Richard Brody, who manages the wetlands for the state Dept. of Fish and Wildlife, said he has not seen many coyotes in the wetlands, though he and some of his volunteers have found scat from the animals, meaning that they have at least passed through the ecological reserve.
“We did find an old abandoned coyote den, but I really haven’t seen a lot of them in the wetlands,” Brody said.
Dr. Eric Strauss, a professor of urban ecology at Loyola Marymount University, has done extensive work on coyote behavior in his home state of Massachusetts.
“We still haven’t determined whether cities produce coyotes or attract coyotes. We think of the open green spaces as being the places that they want to live, and that’s true to a degree, but they also want to live where the resources are,” Strauss said during the meeting. “When you think about these areas on the edges [of where people are living], these peripheral areas, these become the favorite places for coyotes.”
Coyotes typically prefer to avoid people, Dinh said, adding that wildlife experts generally agree that this is in the best interests of everyone — including the coyotes.
“It’s very important that they fear humans. That way they will stay out of sight,” Dinh said.
He stressed that people should not feed coyotes, which some at the meeting said they had witnessed. Feeding coyotes can deprive the animals of their hunting skills and make them dependent on humans.
“People who do this think they’re being humane. But what they don’t realize is that a fed coyote is a dead coyote,” said Dinh.
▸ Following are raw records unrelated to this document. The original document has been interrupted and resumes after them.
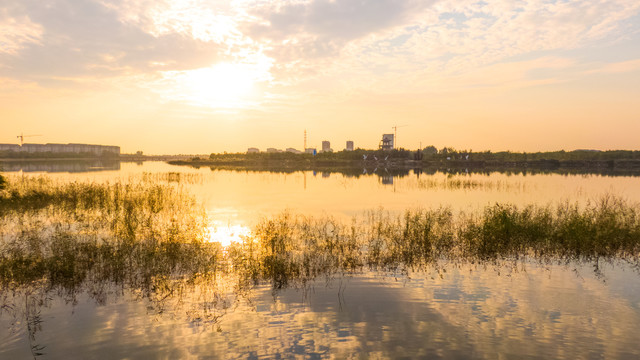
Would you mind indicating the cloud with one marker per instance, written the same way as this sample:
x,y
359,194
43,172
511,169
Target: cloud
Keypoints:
x,y
84,38
17,33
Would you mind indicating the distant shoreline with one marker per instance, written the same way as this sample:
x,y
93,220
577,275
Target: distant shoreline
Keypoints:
x,y
600,166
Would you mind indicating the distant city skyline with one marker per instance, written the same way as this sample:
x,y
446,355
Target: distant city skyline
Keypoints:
x,y
195,77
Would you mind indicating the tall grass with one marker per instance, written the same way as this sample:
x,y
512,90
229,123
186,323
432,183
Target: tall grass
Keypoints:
x,y
152,239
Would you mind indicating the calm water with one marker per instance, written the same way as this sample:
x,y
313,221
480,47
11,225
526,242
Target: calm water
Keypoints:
x,y
456,311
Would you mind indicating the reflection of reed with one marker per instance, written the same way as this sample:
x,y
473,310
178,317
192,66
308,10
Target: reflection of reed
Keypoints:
x,y
462,183
151,240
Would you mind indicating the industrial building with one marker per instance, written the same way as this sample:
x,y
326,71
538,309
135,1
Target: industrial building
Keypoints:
x,y
326,146
387,142
62,148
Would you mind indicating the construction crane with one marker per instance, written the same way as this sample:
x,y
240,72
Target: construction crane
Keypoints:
x,y
22,136
395,135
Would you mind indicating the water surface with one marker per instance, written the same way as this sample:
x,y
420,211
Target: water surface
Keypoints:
x,y
510,309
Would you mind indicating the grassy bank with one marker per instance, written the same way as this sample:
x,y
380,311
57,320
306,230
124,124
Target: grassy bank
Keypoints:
x,y
152,241
69,233
614,162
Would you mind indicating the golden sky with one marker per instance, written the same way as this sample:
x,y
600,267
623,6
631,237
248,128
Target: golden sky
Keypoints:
x,y
202,76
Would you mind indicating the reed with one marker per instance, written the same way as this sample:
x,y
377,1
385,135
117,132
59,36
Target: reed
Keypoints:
x,y
141,235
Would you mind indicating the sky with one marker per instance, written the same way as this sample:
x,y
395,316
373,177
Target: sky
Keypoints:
x,y
196,76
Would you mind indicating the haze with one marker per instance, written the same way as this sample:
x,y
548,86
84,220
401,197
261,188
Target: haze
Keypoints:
x,y
211,76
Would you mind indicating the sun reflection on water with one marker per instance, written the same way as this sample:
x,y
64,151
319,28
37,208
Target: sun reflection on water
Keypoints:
x,y
227,234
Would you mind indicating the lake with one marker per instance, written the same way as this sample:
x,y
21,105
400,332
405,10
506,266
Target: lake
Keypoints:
x,y
503,307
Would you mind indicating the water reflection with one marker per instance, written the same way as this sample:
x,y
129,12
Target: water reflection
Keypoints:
x,y
465,313
138,268
226,235
70,166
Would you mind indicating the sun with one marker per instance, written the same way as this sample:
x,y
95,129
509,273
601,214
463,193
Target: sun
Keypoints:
x,y
223,85
220,82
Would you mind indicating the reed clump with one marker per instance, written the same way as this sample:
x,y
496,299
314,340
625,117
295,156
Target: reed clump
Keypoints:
x,y
70,235
148,238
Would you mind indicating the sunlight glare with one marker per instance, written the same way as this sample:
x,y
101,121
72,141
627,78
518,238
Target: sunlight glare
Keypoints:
x,y
223,85
225,235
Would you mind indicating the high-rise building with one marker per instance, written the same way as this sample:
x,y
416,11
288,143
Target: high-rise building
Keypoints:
x,y
387,142
326,146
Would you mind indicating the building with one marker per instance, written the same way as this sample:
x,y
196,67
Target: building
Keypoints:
x,y
387,142
326,146
349,146
62,148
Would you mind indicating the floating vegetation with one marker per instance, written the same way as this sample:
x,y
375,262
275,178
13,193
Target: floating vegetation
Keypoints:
x,y
465,183
153,241
172,177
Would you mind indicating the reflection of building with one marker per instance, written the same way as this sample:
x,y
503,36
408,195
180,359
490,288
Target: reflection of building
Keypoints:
x,y
349,146
52,166
387,142
387,179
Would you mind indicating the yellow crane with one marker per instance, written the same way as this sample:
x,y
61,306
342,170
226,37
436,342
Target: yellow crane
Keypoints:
x,y
22,136
395,135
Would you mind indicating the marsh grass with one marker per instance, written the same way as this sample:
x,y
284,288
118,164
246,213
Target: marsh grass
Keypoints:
x,y
152,241
452,182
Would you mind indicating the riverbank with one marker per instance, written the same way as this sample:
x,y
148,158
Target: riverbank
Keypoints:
x,y
621,166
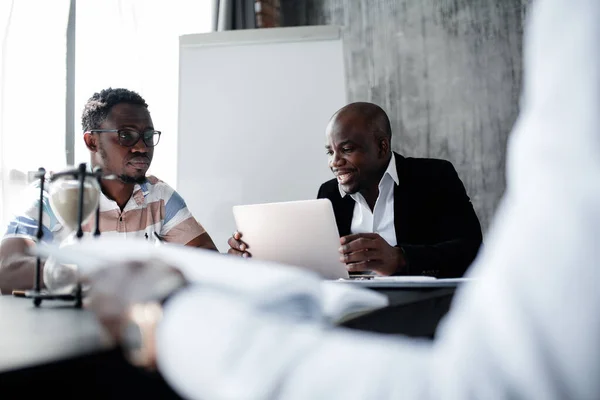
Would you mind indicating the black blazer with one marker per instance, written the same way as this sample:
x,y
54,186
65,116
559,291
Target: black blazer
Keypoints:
x,y
435,223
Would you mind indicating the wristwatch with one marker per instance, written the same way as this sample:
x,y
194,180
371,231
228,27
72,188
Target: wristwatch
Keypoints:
x,y
138,333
Los Angeles’ municipal code prohibits feeding coyotes and other wild animals, imposing penalties of up to six months in jail and a $1,000 fine. The state Dept. of Fish and Wildlife’s website, dfg.ca.gov, also gives guidelines for interacting with wildlife.
“The presence of a predator in nature is a good sign that there are more than enough resources. Otherwise, there would be no incentive for them,” said Strauss. “You have to understand that they’ve always been here and they’re going to continue to be here … and we just have to accept that.”